First off, welcome to the forum!
Now on to business. NEVER use starting fluid on these, or IMO any engine that you want to keep! Ether is very dry and if using too much, can blow the head off, crack a piston, many things.
If your fuel lines are routed correctly, if they are new, you have to crank the engine for 15-20 seconds (remove the plugs, this helps the starter) FYI do not crank the engine over (with plugs in) for longer than 10 second intervals. Then let cool 20-30 seconds before trying to start it again.

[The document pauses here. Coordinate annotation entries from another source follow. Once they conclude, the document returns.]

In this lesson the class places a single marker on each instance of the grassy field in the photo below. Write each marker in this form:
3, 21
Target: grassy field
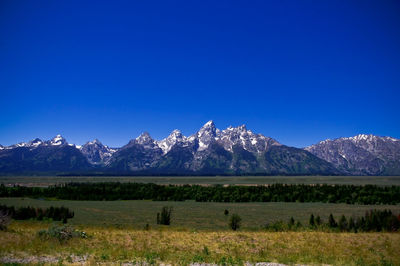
21, 243
243, 180
199, 230
194, 215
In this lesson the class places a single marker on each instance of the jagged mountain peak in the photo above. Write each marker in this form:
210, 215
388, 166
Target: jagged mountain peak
144, 138
175, 137
58, 140
96, 152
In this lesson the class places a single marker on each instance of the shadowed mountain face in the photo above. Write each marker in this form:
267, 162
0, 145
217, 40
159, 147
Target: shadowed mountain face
54, 156
210, 151
361, 154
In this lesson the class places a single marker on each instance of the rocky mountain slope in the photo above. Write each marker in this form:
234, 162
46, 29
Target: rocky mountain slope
210, 151
361, 154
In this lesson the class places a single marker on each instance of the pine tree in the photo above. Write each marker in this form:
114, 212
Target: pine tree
332, 223
343, 223
318, 220
312, 222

As for the carb, since it is apart, you want to use carb cleaner and spray through every single orifice and make sure the fluid comes out somewhere from the carb. Next take a little wire (like from a wire wheel) and poke through all the little passages (especially the idle/mid range circuits. (inside the carb bore, hold the throttle/butterfly valve open and poke through each of the little holes at the top of the carb. Also, make sure to clean the little mesh filter inside the carb. Blow through all the passages again, and re-assemble. If you are using the same needle, seat, and spring combo, I would leave pop off test alone (unless you have a tester, then go ahead and test it. If not, no worries about it) If you are replacing gaskets, use only genuine OEM Mikuni rebuild kits. Not aftermarket.
Try saving the carb before rebuilding. The rusted circle is called a welch plug. To remove it, hammer a nail, or sharp pick through the center, then pry out. Under there, you will see tiny holes for the idle circuit. If the carb had lots of corrosion or water, then its possible there may be some gunk in there. But I would do that as a last resort. Normally, you don't have to mess with those.